Become a data-informed product manager

Data fundamentals for product managers

Nov 22, 2024

Hey, I’m Colin! I help PMs and business leaders improve their technical skills through real-world case studies. For more, check out my Live cohort course and subscribe on Substack.

Data is everywhere. As a PM, it’s critical that you’re fluent enough to answer questions and understand user behavior.

In this article, we’ll review the three main categories of data generated by most businesses and how to use them:

Operations and analytics data
Event data
3rd party data

Operational and analytical data

What are operational and analytical data?

Operations data comes directly from your product. Whenever a user opens a cart, reserves a hotel, or schedules a post, they create a record in your production database. Production databases are typically optimized for both reading data and writing data, as they are the primary source for every interaction in our product.

Operational databases refer to both the types of databases and how the data is stored. Most production products use relational databases, or SQL. This relies on a series of tables that are joined together with primary and foreign keys.

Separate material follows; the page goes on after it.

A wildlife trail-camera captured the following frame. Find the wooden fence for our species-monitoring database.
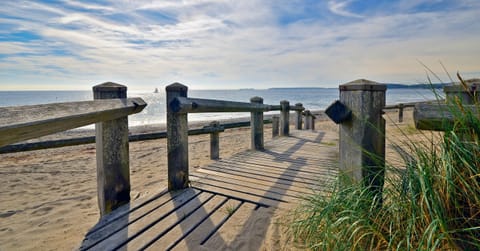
[0,83,315,216]
[166,83,314,190]
[325,79,480,204]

These databases support all types of operations - creating, reading, updating, and deleting records. Production relational databases include products like PostgreSQL, MySQL, SQLServer, and Oracle databases.

Analytics data reformats operations data to make it easier to run massive queries. Typically, data is only inserted to analytics databases through pipelines as a result of a change in an operations database. Data teams may also retain all data in an analytics database, even if it's deleted from an operational database.

Analytics data products include Databricks, Snowflake, BigQuery, and RedShift. They typically store massive amounts of data from many internal sources, allowing you to join across multiple business lines or domains.

These products focus more heavily on read speed than write, as the primary operation performed is running queries. Some products even separate compute and storage to allow you to spend more money for better performance.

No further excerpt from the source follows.